Ecologists increasingly use hierarchical Bayesian (HB) models to estimate group‐level parameters that vary by, for example, species, treatment level, habitat type or other factors. Group‐level parameters may be compared to infer differences among levels. We would conclude a non‐zero pairwise difference, separately, for each pair in the group, when the respective 95% credible interval excludes zero. Classical procedures suggest that the rejection procedure should be adjusted to control the family‐wise error rate (FWER) for a family of differences. Adjustments for FWER have been considered unnecessary in HB models due to partial pooling whereby increased pooling strength – group‐level parameters become more alike – could lead to decreased rejection rates (Type I error, FWER, or Power) and increased false acceptance rates (Type 2 error and its family‐wise analogue).
To address this, we conducted a simulation experiment with factors of sample size, group size, balance (missingness), overall mean and ratio of within‐ to between‐group variances, resulting in 2016 factor‐level combinations (‘scenarios’), replicated 100 times, producing 201,600 pseudo datasets analysed in a Bayesian framework.
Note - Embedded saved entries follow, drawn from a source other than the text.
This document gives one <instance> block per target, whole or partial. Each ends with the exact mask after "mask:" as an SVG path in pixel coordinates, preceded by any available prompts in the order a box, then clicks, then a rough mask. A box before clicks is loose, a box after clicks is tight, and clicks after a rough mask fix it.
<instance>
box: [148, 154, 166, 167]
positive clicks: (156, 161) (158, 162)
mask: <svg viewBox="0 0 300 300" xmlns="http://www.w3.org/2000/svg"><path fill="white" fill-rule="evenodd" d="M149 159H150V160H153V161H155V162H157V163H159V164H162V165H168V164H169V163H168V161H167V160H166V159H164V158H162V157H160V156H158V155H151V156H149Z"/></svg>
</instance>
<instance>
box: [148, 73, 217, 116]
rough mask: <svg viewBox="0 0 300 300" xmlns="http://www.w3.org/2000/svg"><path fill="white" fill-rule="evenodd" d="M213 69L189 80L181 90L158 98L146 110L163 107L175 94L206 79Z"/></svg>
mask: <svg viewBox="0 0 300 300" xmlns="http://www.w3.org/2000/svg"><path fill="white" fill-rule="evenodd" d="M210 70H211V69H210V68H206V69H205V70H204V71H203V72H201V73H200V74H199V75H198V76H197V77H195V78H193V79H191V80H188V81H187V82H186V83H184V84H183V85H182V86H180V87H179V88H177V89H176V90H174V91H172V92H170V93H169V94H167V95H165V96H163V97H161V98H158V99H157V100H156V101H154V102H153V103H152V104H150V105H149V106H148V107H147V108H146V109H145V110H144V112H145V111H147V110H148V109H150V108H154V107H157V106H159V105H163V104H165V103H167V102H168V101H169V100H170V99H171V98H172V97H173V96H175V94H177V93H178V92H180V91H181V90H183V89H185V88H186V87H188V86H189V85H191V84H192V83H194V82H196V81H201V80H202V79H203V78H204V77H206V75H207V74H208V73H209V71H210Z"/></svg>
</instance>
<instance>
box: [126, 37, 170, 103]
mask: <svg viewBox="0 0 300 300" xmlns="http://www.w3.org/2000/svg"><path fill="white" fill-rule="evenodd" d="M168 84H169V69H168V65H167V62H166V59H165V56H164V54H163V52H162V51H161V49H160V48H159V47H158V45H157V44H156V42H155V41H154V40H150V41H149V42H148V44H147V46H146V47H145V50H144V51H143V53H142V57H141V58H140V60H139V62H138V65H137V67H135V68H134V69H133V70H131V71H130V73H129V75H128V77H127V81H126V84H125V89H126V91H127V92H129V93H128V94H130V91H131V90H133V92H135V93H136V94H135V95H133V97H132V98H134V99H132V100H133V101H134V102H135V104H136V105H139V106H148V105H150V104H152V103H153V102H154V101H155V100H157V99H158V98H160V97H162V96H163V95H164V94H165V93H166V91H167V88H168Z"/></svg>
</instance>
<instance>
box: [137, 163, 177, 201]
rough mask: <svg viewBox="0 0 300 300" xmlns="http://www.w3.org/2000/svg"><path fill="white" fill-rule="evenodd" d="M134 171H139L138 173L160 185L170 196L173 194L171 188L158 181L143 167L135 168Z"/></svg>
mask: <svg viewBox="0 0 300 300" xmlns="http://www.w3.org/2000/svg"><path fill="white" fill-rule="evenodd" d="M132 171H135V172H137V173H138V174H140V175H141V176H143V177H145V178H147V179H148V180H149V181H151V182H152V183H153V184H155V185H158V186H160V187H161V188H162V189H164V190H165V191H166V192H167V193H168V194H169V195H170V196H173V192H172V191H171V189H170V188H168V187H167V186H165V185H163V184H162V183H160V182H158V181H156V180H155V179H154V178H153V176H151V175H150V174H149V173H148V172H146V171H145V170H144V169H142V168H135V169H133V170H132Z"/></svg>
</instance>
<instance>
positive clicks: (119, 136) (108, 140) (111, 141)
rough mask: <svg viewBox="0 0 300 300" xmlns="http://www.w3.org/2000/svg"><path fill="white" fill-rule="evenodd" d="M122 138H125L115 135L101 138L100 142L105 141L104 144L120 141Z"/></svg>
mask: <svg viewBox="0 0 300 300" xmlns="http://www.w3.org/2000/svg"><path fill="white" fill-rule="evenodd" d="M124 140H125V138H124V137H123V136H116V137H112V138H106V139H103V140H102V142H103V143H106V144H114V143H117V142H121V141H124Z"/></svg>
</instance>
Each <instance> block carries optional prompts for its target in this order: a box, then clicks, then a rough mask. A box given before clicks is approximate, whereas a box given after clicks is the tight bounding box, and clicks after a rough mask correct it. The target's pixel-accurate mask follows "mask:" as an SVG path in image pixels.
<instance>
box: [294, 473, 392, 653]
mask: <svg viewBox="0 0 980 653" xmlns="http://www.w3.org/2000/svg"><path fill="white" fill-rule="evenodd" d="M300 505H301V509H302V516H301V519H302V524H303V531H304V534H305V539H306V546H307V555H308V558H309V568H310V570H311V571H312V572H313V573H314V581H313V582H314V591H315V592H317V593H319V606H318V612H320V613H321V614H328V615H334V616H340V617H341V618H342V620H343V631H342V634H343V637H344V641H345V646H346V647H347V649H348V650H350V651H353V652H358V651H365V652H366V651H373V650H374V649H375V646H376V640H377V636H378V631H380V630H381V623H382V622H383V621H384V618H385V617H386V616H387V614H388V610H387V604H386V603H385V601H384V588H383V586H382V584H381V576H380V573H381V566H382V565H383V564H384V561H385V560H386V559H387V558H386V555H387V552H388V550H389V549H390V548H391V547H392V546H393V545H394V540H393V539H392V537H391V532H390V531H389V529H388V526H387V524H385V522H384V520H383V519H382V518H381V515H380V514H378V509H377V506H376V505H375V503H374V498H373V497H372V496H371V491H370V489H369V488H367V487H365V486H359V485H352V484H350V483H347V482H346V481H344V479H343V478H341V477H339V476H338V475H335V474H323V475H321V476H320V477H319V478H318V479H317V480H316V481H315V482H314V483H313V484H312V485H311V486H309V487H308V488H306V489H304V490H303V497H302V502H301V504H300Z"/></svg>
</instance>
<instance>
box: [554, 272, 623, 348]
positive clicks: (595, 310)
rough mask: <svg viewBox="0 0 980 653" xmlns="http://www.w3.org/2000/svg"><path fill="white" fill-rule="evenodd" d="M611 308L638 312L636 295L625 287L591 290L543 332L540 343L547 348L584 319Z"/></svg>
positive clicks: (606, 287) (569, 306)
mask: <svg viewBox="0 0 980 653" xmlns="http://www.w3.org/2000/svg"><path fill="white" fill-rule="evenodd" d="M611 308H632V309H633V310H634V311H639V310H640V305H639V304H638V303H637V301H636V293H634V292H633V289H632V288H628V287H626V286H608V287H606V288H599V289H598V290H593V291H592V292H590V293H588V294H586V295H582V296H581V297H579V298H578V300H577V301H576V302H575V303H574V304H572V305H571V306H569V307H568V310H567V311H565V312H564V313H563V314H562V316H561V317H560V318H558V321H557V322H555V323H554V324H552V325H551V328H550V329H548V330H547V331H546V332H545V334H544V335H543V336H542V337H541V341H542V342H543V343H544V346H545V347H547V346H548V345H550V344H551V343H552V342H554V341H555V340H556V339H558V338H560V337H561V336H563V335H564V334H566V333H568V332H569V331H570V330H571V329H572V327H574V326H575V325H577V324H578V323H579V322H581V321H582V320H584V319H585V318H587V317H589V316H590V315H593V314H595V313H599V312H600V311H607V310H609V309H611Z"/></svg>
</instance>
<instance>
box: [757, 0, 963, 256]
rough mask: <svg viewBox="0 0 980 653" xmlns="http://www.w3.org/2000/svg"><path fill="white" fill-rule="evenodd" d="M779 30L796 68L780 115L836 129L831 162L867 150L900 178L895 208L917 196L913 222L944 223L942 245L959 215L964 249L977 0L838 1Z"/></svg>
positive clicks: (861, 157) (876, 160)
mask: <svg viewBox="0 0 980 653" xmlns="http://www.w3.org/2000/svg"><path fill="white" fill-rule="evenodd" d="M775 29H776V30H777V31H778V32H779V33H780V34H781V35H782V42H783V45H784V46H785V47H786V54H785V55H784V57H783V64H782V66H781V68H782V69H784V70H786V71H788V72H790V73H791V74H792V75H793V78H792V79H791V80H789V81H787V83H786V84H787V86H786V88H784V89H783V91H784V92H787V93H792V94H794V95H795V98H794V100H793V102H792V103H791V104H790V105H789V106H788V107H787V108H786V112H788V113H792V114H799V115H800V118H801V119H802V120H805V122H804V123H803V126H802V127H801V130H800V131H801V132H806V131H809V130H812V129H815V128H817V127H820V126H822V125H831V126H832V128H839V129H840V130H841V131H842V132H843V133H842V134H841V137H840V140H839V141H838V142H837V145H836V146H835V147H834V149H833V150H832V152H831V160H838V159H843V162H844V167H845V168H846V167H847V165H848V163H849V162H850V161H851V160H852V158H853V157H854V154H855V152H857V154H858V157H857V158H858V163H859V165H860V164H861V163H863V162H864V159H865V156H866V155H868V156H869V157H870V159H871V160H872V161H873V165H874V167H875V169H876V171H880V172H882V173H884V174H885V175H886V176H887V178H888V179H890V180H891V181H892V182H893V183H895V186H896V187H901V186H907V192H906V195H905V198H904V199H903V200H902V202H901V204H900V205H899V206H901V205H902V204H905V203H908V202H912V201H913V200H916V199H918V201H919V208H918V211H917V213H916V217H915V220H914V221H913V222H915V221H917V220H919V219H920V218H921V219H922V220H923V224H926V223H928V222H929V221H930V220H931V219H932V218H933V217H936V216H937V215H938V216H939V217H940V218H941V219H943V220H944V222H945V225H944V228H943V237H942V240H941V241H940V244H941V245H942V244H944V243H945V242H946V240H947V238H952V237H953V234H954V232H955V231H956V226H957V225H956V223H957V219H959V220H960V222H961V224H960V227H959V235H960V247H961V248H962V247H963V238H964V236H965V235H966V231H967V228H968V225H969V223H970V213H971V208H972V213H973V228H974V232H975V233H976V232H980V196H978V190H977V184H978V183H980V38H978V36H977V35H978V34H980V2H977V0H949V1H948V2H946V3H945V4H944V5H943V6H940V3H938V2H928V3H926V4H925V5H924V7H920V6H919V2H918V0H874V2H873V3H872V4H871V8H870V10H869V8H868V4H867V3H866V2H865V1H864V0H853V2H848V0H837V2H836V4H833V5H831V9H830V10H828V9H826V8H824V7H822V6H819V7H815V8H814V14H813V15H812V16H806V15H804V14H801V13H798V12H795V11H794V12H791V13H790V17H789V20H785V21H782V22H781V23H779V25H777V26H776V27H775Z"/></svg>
We evaluated the results in the context of a new partial pooling index (PPI), which we show is also applicable to more complex model structures based on four real‐data examples.
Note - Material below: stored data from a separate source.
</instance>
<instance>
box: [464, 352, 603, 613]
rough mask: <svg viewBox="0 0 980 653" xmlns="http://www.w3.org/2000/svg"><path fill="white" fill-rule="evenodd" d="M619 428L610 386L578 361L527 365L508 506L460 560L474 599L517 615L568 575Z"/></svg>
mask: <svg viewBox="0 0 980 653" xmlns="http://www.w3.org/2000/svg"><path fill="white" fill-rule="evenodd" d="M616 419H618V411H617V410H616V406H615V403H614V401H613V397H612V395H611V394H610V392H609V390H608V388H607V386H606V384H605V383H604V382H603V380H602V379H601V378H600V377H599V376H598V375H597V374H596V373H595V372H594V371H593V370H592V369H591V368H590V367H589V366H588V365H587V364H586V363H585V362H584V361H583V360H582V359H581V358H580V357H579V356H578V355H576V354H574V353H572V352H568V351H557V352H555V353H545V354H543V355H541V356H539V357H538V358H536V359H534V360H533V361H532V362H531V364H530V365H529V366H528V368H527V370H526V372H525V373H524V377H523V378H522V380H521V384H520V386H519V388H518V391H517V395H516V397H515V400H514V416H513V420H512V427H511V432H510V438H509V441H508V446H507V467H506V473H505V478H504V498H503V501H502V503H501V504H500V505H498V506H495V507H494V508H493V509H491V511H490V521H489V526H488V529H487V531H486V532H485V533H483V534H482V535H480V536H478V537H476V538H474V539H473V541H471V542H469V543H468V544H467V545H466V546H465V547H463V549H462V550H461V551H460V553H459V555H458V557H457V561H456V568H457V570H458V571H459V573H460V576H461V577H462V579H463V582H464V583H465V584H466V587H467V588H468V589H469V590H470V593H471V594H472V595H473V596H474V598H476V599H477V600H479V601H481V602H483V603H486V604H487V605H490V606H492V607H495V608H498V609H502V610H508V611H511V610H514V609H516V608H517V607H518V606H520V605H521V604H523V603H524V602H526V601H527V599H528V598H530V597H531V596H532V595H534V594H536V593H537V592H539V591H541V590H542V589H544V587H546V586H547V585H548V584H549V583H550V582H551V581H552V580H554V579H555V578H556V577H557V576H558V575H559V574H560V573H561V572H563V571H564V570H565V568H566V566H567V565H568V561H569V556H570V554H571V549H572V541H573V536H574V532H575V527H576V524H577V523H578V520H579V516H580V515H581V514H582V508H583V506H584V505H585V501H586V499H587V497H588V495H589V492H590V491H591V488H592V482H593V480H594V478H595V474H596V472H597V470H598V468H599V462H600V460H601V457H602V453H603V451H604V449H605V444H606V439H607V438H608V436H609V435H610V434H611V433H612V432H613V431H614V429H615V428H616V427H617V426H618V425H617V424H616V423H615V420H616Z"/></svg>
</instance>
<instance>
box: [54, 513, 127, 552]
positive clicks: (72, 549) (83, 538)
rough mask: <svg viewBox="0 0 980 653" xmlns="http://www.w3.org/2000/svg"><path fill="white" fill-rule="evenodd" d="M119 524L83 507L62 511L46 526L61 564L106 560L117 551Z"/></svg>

Simulation results confirm intuition that rejection rates (false and true) decrease and false acceptance rates increase with increasing PPI or pooling strength (scenario‐level R2 = 0.81–0.97). The relationship with PPI differed greatly for balanced versus unbalanced designs and was affected by group size, especially for family‐wise errors. Critically, an HB model does not guarantee that the FWER will follow a set significance level (α); for example, even minor imbalance can lead to FWER > α for weak to moderate pooling. These results are confirmed by the real‐data examples, suggesting that ecologists need to consider FWER when applying HB models, especially for large group sizes or incomplete datasets.
Contrary to current thought, HB models are not immune to issues of multiplicity, and our proposed PPI offers a method for evaluating if a particular HB analysis is likely to produce FWER ≤ α (no adjustment or alternative solution required).